The Advantage differs from conventional keyboards in a number of ways, the ones I think most relevant are:

  • The separation of the left and right sides of the keyboard, done to keep you from pivoting your hands side-to-side at the wrist as you type. A lot of keyboards address this by creating a break in the middle and angling the two sides outward (everyone has seen the MS Naturals), but not having to turn your arms inward feels more comfortable/natural to me.
  • Keys that are arranged into a concave surface as opposed to a flat one. This might seem strange, but the curvature lines up well with the arc your finger tips travel in, and positions the keys within closer reach of one another.
  • The keys are also arranged on a vertical axis to one another, as opposed to being staggered. So for example the C key is directly below D, not below and to the right. Moving your fingers from their keys on the home row to the corresponding keys above and below is a much more natural movement.
  • Key layout is different as well. You’re expected to do quite a bit more with your thumbs. The Backspace, Delete, Home, End, and Control and Alt keys are positioned within reach of your left thumb, your right works Space, Enter, Page Up and Down, in addition to another Control key, and a Windows key (which I remap to Alt).

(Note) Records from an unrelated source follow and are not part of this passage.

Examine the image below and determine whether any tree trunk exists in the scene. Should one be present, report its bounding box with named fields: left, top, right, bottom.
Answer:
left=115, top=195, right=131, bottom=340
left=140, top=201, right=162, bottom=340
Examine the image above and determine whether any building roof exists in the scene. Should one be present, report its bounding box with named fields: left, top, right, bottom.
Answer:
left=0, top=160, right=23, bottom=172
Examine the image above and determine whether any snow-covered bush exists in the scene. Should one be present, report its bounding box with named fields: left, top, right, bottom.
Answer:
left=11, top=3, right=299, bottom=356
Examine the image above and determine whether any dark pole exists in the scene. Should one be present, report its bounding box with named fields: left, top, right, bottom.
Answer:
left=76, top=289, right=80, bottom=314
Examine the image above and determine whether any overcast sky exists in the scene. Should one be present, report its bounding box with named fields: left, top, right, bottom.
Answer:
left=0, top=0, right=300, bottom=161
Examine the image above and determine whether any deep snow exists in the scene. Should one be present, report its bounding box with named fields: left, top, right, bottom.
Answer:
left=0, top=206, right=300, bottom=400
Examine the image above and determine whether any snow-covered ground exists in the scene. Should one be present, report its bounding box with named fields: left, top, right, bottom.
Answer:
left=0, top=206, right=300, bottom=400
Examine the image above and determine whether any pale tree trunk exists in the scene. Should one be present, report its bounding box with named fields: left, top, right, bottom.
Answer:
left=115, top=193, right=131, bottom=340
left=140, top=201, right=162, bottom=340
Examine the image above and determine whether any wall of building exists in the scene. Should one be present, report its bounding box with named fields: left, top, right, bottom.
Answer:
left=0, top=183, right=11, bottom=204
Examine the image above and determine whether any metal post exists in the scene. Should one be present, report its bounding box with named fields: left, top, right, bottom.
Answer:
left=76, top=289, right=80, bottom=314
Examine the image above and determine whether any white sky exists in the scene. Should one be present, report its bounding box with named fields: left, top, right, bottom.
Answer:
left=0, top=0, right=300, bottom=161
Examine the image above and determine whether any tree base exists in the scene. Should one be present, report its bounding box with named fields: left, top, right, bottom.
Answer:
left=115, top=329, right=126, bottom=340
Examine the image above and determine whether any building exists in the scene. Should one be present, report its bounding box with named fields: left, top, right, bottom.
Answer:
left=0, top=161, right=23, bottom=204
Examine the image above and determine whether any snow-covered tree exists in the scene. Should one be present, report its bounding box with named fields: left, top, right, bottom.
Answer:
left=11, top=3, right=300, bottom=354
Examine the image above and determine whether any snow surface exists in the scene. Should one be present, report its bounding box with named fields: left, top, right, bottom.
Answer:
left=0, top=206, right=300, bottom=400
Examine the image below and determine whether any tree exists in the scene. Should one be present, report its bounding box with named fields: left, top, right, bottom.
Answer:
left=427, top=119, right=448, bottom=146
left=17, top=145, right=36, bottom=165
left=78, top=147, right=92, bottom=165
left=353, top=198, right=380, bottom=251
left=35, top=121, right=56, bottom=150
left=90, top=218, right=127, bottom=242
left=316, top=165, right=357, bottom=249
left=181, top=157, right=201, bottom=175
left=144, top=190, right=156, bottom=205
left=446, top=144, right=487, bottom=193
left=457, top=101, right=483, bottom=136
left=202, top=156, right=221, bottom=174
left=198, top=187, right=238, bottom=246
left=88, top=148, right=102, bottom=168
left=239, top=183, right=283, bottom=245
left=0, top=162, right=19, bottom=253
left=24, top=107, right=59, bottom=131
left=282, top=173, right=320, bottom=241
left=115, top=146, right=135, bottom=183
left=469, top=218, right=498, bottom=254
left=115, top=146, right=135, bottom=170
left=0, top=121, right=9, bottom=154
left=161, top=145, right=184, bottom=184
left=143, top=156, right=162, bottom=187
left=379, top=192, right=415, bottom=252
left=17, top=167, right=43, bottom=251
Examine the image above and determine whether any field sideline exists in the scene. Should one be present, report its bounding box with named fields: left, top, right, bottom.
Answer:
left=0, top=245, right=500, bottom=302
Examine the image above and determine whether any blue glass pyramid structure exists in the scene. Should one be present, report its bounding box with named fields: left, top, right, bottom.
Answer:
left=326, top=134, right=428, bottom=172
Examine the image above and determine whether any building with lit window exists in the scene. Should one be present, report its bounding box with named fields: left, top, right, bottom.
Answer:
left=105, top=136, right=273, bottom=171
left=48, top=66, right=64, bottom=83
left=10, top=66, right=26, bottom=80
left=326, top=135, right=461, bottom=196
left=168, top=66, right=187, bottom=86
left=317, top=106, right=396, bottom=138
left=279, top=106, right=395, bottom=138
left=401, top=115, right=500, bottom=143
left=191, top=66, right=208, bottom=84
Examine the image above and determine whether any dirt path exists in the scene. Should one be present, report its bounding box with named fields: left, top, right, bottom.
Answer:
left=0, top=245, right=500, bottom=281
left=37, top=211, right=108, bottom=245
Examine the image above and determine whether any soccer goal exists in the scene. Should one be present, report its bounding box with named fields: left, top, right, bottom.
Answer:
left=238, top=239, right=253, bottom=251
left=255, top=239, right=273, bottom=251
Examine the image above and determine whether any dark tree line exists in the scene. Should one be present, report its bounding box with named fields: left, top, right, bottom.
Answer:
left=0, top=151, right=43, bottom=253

This really makes sense if you think about, why waste two perfectly good fingers on the same key, when you could put them to use and eliminate all of that reaching.
  • The keys have outstanding tactile feedback, in addition to an audible feedback (something between a faint click and a beep emitted by a speaker somewhere inside). I find this feedback helpful in maintaining a light touch on the keys since I often catch myself banging keys pretty hard on normal keyboards.

I’m not going to lie though, it does take some getting used to. The biggest problem I had was Space vs. Backspace, which are the right-most thumb key, and left-most thumb key respectively. Prior to all of this I heavily favored my left thumb for striking the space bar, and muscle memory is a bitch when it causes you to Backspace when you meant Space.

Other points of frustration were the tilde/back-tick key (located bottom-left instead of top-left), and the left and right bracket/brace keys (located bottom-right). These keys are used a lot in a shell or when coding, which probably made the pain even more pronounced for someone like me.

I managed to force myself to use nothing else for several days, at which point I felt I was doing quite well. I still had the occasional problem here and there, but it seemed like I was well on my way to normalcy. Then I tried using the built-in keyboard on my laptop. Wow. Epic fail. It took a few more days and plenty of patience before I was able to move back and forth (and truth be told it’s still a little awkward).

So was it worth it? Yeah, I think so. I’ve had RSI troubles of my own and a week of typing on this keyboard has felt pretty good. I’ve ordered one of my own to use at work, and I’ll probably grab a second one for home.